# Static Yoke or Floating Yoke ?



## luvtohunt16 (Jul 24, 2009)

Hi Guys, I am going to put a new Bow String and Buss Cables on my Hoyt Easton Legacy Bow.It is about a 44 1/2 inch ATA Finger Shooter Bow.It has Hoyt Energy Wheels I guess they were called at that time.I am going to have it made by Ron at extremebowsrings.com If you were me would you go with the Static Buss Cables or The Floating Yoke Buss Cable ? I am told that 9 out of ten sold are Static Buss Cables because if timing is an issue 2-4 twist on the Cables can fix it or help I am no Bow Technician.However I do not think Timing would be to much of an issue on this Bow because it is a Wheel Bow.The Floating Yoke has 14 or 18 to 20 strands I forget and is a more durable Buss.It costs only 5.00 more.However Ron told me he would go with the Static if he had to choose because they are simpler and easier to tune if needed.They just have about 8-10 strands of string.But it makes the Bow a tad faster.I just wonder what the Bow probably came with originally.Which Buss would you guys go with on this particular Bow ? Thanks for your input and help.


----------



## ia bhtr (May 22, 2002)

luvtohunt16 said:


> Hi Guys, I am going to put a new Bow String and Buss Cables on my Hoyt Easton Legacy Bow.It is about a 44 1/2 inch ATA Finger Shooter Bow.It has Hoyt Energy Wheels I guess they were called at that time.I am going to have it made by Ron at extremebowsrings.com If you were me would you go with the Static Buss Cables or The Floating Yoke Buss Cable ? I am told that 9 out of ten sold are Static Buss Cables because if timing is an issue 2-4 twist on the Cables can fix it or help I am no Bow Technician.However I do not think Timing would be to much of an issue on this Bow because it is a Wheel Bow.The Floating Yoke has 14 or 18 to 20 strands I forget and is a more durable Buss.It costs only 5.00 more.However Ron told me he would go with the Static if he had to choose because they are simpler and easier to tune if needed.They just have about 8-10 strands of string.But it makes the Bow a tad faster.I just wonder what the Bow probably came with originally.Which Buss would you guys go with on this particular Bow ? Thanks for your input and help.

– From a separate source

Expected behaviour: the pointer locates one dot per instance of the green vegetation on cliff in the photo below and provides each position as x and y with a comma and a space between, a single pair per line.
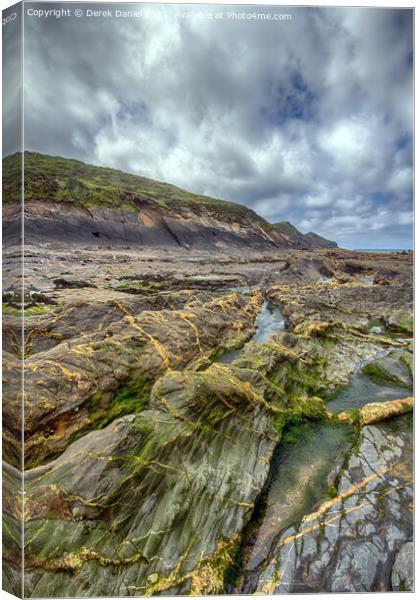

Hi 16 , I would stay with the majority and go with the static yoke , you are correct in the fact that on your bow it mite not be that big of factor , BUT , its nice to have the xtra tuneability , just in case  if nothing else it gives you the ability to work on cam lean ..... which you wont have much of with that bow


----------



## 2fingers (Feb 2, 2006)

Just a heads up its not how the cam sits at rest its how the cam is at full draw.


----------



## bowhunter1680 (Sep 19, 2009)

*Thanks Guys !*

Thanks guys, I really appreciate the feedback.I have go my string ordered and on it's way.I just received an e-mail from Ron at extremebowstrings.Whether right or wrong I ordered the Static.Well I am going to close this thread out.Once again I appreciate the help.bowhunter1680


----------